Profiles SHOULD govern:

  • runner model (local vs remote)
  • backend/state selection and workspace naming
  • toolchain policy (pinned/allowed versions)
  • templates/hooks that are driver-owned (generated into the run workdir)
  • logging and redaction defaults
  • retry/timeouts, safety flags

Profiles MUST NOT redefine module intent. Profiles are permitted to provide defaults only where consistent policy is required.

3.4 Pack

A pack is a tool-specific plan bundle executed by a driver (e.g., a Terragrunt stack tree).

Packs MUST be immutable inputs to a run (drivers copy packs into an isolated workdir).

Packs MUST be tarball-safe: packs MUST NOT depend on repo-specific functions or paths. Any runtime-injected configuration MUST be provided via environment variables or generated files owned by the driver/profile.

Packs MUST NOT own backend/workspace naming rules. This belongs to driver/profile policy.

4. Runtime invariants

4.1 Runtime root precedence

All commands that write runtime artifacts MUST resolve the runtime root using:

1) --root <path> 2) $HYOPS_RUNTIME_ROOT 3) ~/.hybridops

Commands MUST NOT infer a repository root for runtime outputs.

4.2 Evidence paths

Evidence MUST be deterministic and structured:

  • Module runs: <root>/logs/module/<module_id>/<run_id>/

Evidence must be redacted by default for subprocess stdout/stderr.

4.3 Execution workdir (pack materialisation)

For each module run, the driver MUST create an isolated work directory under the runtime root:

  • Workdir: <root>/work/<module_id>/<run_id>/
  • Stack working copy: <root>/work/<module_id>/<run_id>/stack/

The driver MUST materialise the selected pack by copying the pack stack directory into the stack working copy:

  • Pack source: packs/<execution.driver>/<execution.pack_ref.id>/stack/
  • Run destination: <root>/work/<module_id>/<run_id>/stack/

The driver MAY render profile-owned templates and generated inputs into the same stack working copy (for example inputs.auto.tfvars.json and driver/profile-owned *.hcl overlays).

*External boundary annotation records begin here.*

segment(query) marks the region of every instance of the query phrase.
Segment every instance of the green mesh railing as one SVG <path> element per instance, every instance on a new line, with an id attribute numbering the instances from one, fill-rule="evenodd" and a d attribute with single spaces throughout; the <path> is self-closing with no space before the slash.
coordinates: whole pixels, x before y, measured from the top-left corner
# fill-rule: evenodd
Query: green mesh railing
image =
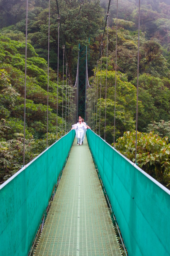
<path id="1" fill-rule="evenodd" d="M 130 256 L 170 255 L 170 191 L 93 132 L 88 143 Z"/>
<path id="2" fill-rule="evenodd" d="M 0 186 L 1 255 L 27 255 L 75 134 L 71 131 Z"/>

5. Input override contract

Operator-provided inputs are resolved in this precedence order:

1) inputs.defaults in module spec 2) --inputs <file>.yml (if provided) 3) Environment overrides (HYOPS_INPUTS_JSON, HYOPS_INPUT_*) when enabled by the runtime

The runtime MUST document the override mechanisms and MUST treat them as stable behaviour for users once enabled.

6. Consequences

6.1 Positive

  • Stable module contract with clear boundaries.
  • Drivers and packs can evolve independently without breaking the public spec.
  • Tarball-safe packaging is achievable without repository assumptions.
  • Evidence and output normalisation becomes consistent across tools.

6.2 Negative / risks

  • Requires strict discipline to keep modules tool-agnostic.
  • Requires CI checks to prevent “policy creep” into packs and “intent creep” into drivers.

7. Alternatives considered

  • Tool-first structure (driver/packs define everything) — rejected due to unstable user contract.
  • Repo-layout-driven execution (implicit roots) — rejected due to tarball incompatibility and non-deterministic runtime outputs.
  • Embedding backend/state in packs — rejected; backend policy is a profile concern.